Perhaps it’s time for us in the West to consider updating our aspirations from a precarious “balance point” to a much more promising “blur.” The constantly connected, work-from-anywhere global economy within which we operate today has already muddled the lines between work and non-work. Perhaps it’s time to lean into the blur and make it work for us.
Because redefining the goal of long-term, concurrent contentment in multiple dimensions of one’s life as a blur offers several advantages. A blur offers a broader corridor of what’s acceptable, allowing for the natural swings of the pendulum of life over time. A blur is more forgiving. Veer a little left or right of the centerline and it doesn’t matter—it’s not even noticed. And a blur provides a wider strike zone to get it right, reducing the debilitating guilt so many workers feel as they consistently fail to achieve the balance they so deeply desire.

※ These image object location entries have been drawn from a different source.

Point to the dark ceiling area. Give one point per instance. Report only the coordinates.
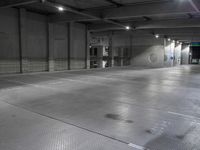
(103, 15)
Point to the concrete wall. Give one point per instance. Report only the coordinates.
(28, 43)
(78, 50)
(144, 50)
(177, 59)
(60, 52)
(9, 41)
(169, 53)
(36, 52)
(147, 51)
(185, 54)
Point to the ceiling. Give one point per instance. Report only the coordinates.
(103, 15)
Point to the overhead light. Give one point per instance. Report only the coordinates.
(127, 27)
(157, 36)
(60, 8)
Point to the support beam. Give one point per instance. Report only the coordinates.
(23, 40)
(194, 5)
(51, 47)
(20, 3)
(114, 3)
(70, 43)
(88, 15)
(152, 9)
(178, 23)
(133, 11)
(87, 50)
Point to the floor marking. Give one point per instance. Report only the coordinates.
(137, 146)
(183, 115)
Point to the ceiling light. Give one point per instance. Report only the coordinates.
(157, 36)
(60, 8)
(127, 28)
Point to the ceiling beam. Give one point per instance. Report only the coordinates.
(19, 3)
(152, 9)
(194, 5)
(81, 13)
(159, 24)
(134, 11)
(114, 3)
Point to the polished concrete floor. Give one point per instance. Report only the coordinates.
(112, 109)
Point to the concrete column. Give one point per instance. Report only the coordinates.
(87, 50)
(121, 56)
(185, 53)
(51, 47)
(70, 43)
(169, 53)
(177, 56)
(111, 50)
(23, 40)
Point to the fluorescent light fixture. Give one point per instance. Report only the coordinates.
(127, 27)
(60, 8)
(157, 36)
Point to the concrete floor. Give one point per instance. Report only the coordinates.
(114, 109)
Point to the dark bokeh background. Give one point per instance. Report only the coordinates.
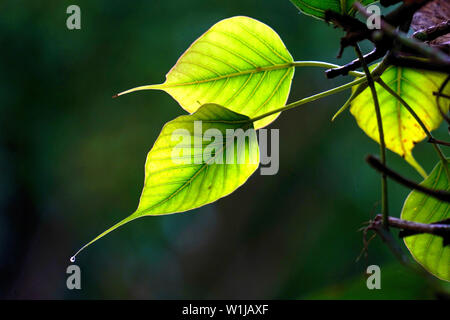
(72, 164)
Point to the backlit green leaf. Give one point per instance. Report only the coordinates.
(178, 174)
(425, 248)
(401, 130)
(317, 8)
(239, 63)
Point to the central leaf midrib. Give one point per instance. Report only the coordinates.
(230, 75)
(189, 181)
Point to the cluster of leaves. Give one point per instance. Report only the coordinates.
(238, 75)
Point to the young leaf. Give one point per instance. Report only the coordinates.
(179, 175)
(317, 8)
(401, 130)
(428, 249)
(239, 63)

Striving for work-life blur requires a new mindset—and a new way of measuring progress. It means:
- Developing target ranges rather than target points. For instance, blur your 30 minutes of exercise every day to 15-45 minutes, allowing a little more latitude to accommodate the realities of your work flow. Conversely, set a range of leaving the office between 5:45 and 6:15—and really leave at 5:45 when you can.
- Tracking daily but evaluating monthly. It’s still important to track your daily results, but don’t judge yourself based upon how one 24-hour period plays out. Blurring requires a longer term view. At the end of a month, see how your averages compare to your target ranges. Performance within desired ranges over the course of 30 days is a better barometer of your work-life blur.
- Cutting ourselves some slack when we don’t get it quite right. Striving for work-life balance is fraught with stress and a persistent sense of failure, failure that then can cause wider swings of time and energy investment as we try to even the scales. We’ll have better long-term results, if we can treat ourselves more kindly and gently as we integrate these two essential elements of life.
So, although that Shanghai high-rise might have been suggesting something different, I think it could serve us well to let it inspire us to give “balance” the boot and embrace the blur.